Itilekha podder (Iti)

I am Iti, a Data Scientist at Robert Bosch Kft. and a Doctoral Student at Eötvös Loránd University, Budapest, Hungary. I specialize in leveraging AI and ML applications within the semiconductor manufacturing sector. My role involves implementing advanced analytics to optimize processes and enhance product quality. I am also interested in applying AI to healthcare advancements, aiming to drive significant improvements in medical technologies and patient care. Through my research, I aim to bridge the gap between theoretical advancements and practical applications, driving impactful change in the industry.

Alongside my technical expertise, I also have a passion for business development. With strong communication and writing abilities, I excel in conveying complex concepts effectively, facilitating collaboration and project success.


Work experinece

Data Scientist at Robert Bosch Kft., Budapest, Hungary

(12/2019- Present)

I led the development of data-driven solutions for MEMS sensor manufacturing automation, overseeing a project that reduced production time by 28% and improved efficiency. I also worked on other research projects on early fault prediction and root cause analysis caused by thermal drift in gyroscopes. I developed an unsupervised and semi-supervised wafer map clustering solution to enhance quality control processes.

My role also involved active participation in the Design Review Based on Failure Mode (DRBFM) process, effective stakeholder communication and numerous sprint-related activities. I authored several invention reports and recently submitted a patent for a novel optimization technique in sensor manufacturing.

Researcher in Machine Learning for Signal Processing at Spinal Cord Injury & Artificial Intelligence Lab, ETH Zurich, Switzerland

(02/2023- PrEsent)

My work was to develop a robust multimodal sensor fusion algorithm for blood pressure estimation in Spinal Cord Injury (SCI) individuals. My proposed framework involved data collection, feature extraction, algorithm development (CNN, TL), validation and optimization. Ultimately, my work aimed to enhance patient blood pressure monitoring and clinical decision-making for SCI individuals.
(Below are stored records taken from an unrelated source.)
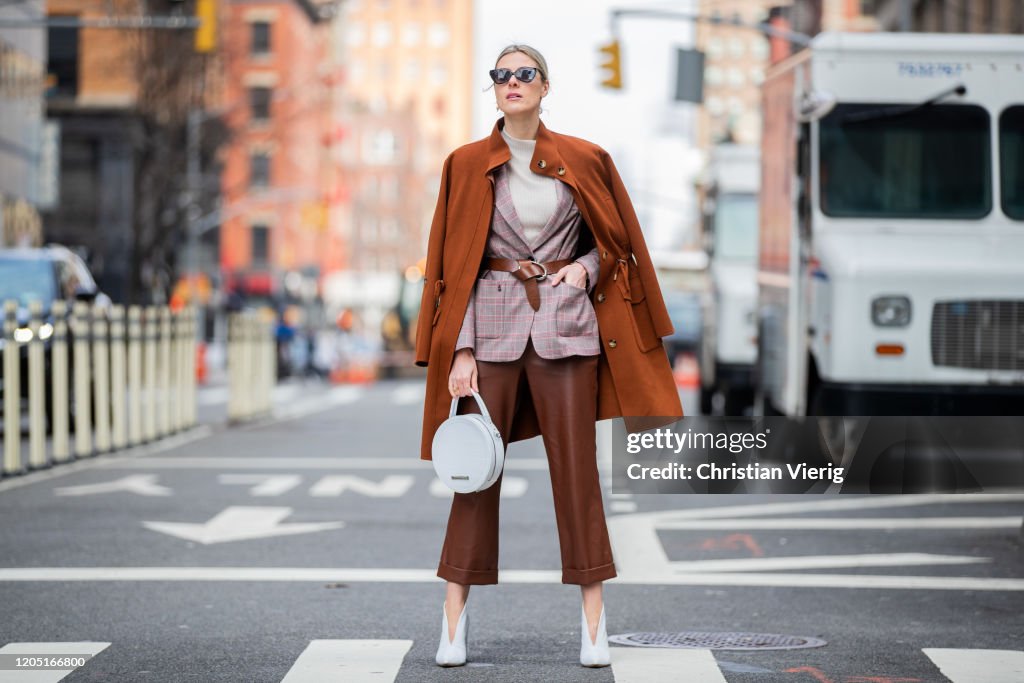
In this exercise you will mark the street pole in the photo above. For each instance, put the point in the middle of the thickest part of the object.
(193, 180)
(904, 14)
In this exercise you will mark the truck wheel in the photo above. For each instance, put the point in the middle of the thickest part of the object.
(736, 400)
(707, 399)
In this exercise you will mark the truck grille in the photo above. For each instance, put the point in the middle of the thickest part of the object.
(979, 334)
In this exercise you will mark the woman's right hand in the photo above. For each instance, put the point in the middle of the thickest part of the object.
(463, 375)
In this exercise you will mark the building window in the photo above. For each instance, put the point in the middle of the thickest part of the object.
(411, 34)
(412, 72)
(260, 246)
(260, 38)
(355, 34)
(259, 169)
(382, 34)
(259, 102)
(356, 70)
(438, 74)
(62, 59)
(759, 48)
(716, 48)
(736, 47)
(438, 34)
(735, 78)
(389, 189)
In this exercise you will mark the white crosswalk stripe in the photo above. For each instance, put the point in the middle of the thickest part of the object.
(380, 662)
(349, 660)
(976, 666)
(8, 675)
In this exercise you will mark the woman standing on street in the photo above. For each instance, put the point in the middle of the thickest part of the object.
(529, 224)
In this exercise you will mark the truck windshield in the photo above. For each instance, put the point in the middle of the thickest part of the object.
(27, 281)
(932, 162)
(736, 227)
(1012, 161)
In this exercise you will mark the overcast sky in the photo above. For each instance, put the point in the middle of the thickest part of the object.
(648, 135)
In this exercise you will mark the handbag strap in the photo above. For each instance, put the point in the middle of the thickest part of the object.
(479, 401)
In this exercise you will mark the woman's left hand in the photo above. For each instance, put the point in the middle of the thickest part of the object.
(573, 273)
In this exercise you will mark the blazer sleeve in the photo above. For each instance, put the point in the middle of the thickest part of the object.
(655, 302)
(433, 276)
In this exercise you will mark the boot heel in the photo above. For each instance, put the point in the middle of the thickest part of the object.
(453, 652)
(594, 653)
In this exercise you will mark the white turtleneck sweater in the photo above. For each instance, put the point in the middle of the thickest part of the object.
(535, 197)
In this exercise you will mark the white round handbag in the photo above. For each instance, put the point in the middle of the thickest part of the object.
(467, 452)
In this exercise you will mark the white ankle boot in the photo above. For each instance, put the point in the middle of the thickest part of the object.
(453, 653)
(594, 653)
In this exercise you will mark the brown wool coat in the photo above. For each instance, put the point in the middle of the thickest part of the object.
(634, 377)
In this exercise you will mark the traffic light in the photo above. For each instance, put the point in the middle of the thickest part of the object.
(206, 34)
(613, 65)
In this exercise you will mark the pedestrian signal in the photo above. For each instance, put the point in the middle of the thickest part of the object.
(612, 65)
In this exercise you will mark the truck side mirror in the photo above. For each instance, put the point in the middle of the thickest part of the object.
(83, 293)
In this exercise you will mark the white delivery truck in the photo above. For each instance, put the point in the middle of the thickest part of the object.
(729, 208)
(891, 255)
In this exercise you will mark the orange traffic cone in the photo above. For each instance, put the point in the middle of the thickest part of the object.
(687, 372)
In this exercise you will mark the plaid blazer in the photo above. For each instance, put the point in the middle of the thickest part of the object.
(499, 318)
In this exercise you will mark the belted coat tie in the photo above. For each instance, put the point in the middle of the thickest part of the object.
(635, 379)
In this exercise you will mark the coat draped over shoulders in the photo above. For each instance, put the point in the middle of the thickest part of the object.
(635, 380)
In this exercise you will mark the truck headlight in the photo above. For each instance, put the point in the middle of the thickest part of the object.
(891, 311)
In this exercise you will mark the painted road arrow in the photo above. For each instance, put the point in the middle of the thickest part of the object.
(240, 523)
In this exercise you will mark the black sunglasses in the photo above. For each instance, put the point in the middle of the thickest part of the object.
(523, 74)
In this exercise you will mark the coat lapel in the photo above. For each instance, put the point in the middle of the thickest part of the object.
(553, 166)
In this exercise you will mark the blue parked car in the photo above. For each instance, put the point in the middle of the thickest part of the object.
(43, 274)
(684, 309)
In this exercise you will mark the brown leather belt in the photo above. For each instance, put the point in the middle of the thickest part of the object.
(528, 271)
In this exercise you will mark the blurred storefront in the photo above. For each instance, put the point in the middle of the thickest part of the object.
(23, 70)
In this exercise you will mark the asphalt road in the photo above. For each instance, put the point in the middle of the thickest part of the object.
(305, 549)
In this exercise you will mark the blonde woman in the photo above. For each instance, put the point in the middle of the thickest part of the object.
(541, 296)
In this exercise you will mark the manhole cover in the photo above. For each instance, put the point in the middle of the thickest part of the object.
(717, 641)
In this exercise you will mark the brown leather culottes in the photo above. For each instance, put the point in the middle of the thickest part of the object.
(564, 394)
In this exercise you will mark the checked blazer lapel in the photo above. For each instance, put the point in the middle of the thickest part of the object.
(557, 219)
(505, 207)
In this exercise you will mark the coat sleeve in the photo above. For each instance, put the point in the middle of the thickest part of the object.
(433, 276)
(467, 336)
(655, 302)
(592, 263)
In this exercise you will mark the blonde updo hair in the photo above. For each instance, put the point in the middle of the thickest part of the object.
(532, 53)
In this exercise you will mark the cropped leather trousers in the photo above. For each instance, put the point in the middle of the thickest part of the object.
(564, 395)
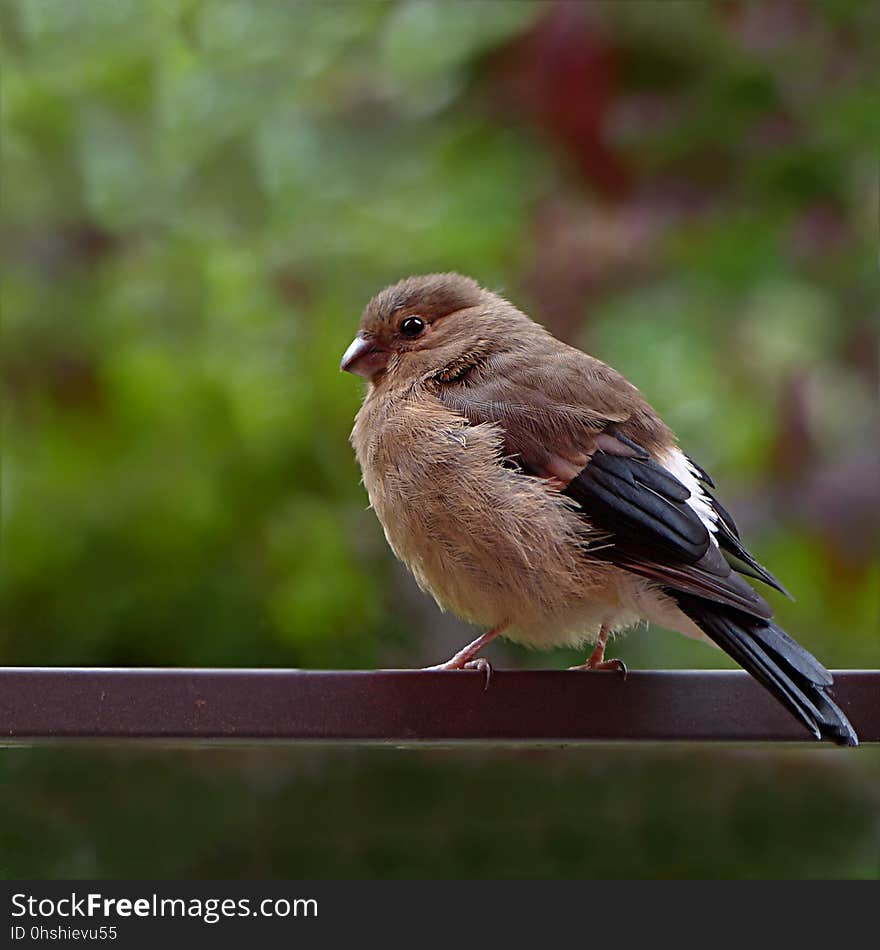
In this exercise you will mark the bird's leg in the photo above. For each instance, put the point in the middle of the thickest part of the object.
(597, 659)
(465, 658)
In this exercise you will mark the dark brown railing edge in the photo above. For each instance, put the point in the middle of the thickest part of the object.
(408, 706)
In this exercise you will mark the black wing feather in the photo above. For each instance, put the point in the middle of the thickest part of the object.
(653, 531)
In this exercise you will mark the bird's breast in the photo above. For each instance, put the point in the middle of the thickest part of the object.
(487, 541)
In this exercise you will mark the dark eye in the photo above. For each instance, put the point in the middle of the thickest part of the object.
(412, 327)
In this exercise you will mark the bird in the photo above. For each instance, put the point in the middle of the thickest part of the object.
(533, 491)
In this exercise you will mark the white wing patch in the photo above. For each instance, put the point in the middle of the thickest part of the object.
(678, 464)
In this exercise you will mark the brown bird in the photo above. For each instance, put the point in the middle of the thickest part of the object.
(532, 490)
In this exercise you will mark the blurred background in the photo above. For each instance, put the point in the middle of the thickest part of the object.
(199, 197)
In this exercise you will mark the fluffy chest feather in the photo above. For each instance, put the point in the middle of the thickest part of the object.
(487, 541)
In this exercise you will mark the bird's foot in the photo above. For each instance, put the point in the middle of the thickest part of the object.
(597, 659)
(480, 663)
(618, 665)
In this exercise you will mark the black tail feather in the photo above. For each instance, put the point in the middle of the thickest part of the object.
(795, 677)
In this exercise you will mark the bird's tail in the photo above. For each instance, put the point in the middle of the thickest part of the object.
(795, 677)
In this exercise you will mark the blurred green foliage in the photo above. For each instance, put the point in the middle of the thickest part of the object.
(200, 196)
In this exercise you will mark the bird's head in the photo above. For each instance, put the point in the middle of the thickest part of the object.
(422, 325)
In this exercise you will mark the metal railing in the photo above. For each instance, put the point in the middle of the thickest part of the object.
(408, 706)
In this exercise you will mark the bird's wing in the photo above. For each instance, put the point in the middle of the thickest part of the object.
(571, 418)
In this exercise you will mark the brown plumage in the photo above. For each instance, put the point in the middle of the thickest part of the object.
(531, 489)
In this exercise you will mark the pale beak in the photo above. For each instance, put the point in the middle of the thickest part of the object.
(364, 357)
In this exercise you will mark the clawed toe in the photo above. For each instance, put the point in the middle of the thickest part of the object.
(590, 666)
(480, 663)
(484, 666)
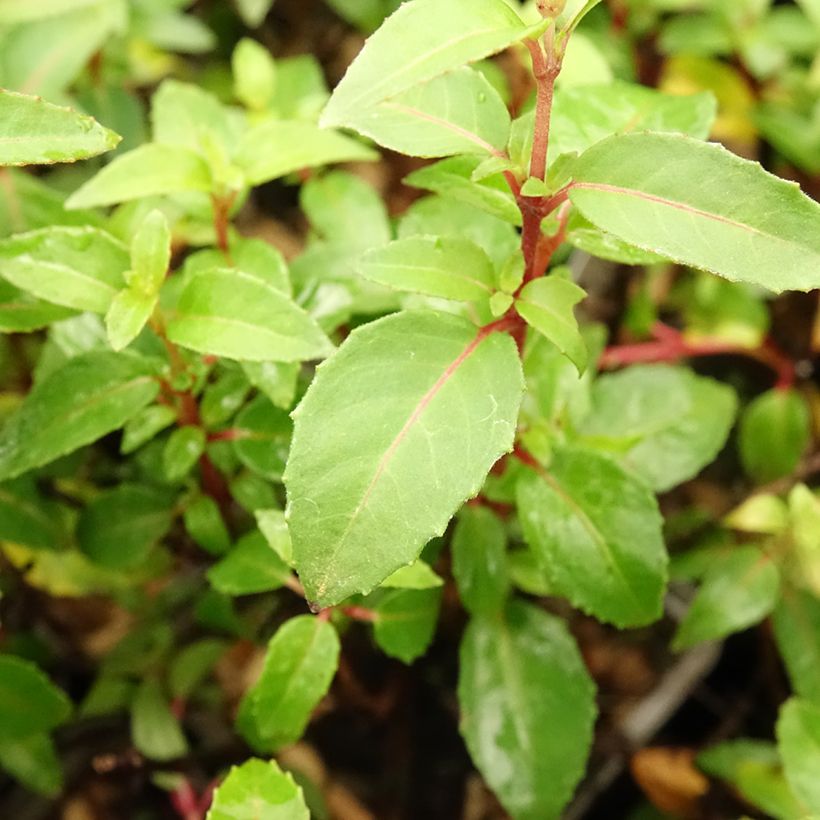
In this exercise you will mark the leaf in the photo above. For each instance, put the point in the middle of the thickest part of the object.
(35, 132)
(798, 739)
(263, 438)
(299, 665)
(257, 789)
(155, 731)
(527, 709)
(597, 532)
(797, 631)
(34, 762)
(150, 170)
(665, 423)
(250, 567)
(480, 561)
(546, 304)
(29, 701)
(775, 430)
(90, 396)
(27, 518)
(418, 42)
(406, 622)
(456, 113)
(127, 316)
(699, 205)
(741, 587)
(79, 268)
(119, 528)
(235, 315)
(276, 148)
(447, 267)
(452, 177)
(418, 406)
Teaching Assistant, Computer Science at Eötvös Loránd University (ELTE), Budapest, Hungary (09/2021- Present)

I have prepared and taught theoretical and practical courses in software technology and business development, supervised multiple data science-related master theses, and designed and taught practical classes in imperative programming. Additionally, I have mentored bachelor's and master's students, providing guidance and support throughout their academic journeys.

Researcher at Ericsson, Hungary research and development centre (02/2019- 08/2019)

This research work encompassed a comparative analysis of detecting objects in real-time using various object detection models (SSD mobile nets, faster rcnn resnet etc.) and diverse environmental setups (LAN, WIFI , 3G connection, GPU, CPU )to assess the network's computational capacity regarding the accuracy, detection frame, and latency.


Education

Doctoral Student in data science at Eötvös Loránd University (ELTE), Budapest, Hungary (Minor in innovation and Business Development) (09/2020- Present)

In collaboration with Eötvös Loránd University, Budapest, Hungary, Robert Bosch Kft., Budapest, Hungary and the European Institute of Innovation and Technology (EIT) Digital Doctoral School, my research work aims to develop an efficient method for AI-based solution implementation for industrial optimization especially in semiconductor manufacturing. I received the EIT Doctoral Scholarship (2020-Present). I applied design science research and process management to develop a standardized data mining process model in Data Science, facilitating digital transformation initiatives. This approach enabled the creation of a robust framework for data-driven solutions, optimizing workflows and enhancing the efficiency of data mining operations.

Master of Science in computer science (Minor in innovation & entrepreneurship): Double MSc. Degree (08/2017- 01/2020) GPA: 4.64

In collaboration with Delft University of Technology (TU Delft), Delft, Netherlands, Budapest University of Technology and Economics (BME), Budapest, Hungary and the European Institute of Innovation and Technology (EIT) Digital Master School.

Double MSc. degree in digital media technology focusing on Autonomous Vehicles and Innovation and Entrepreneurship knowledge. Attended summer schools in Big Data.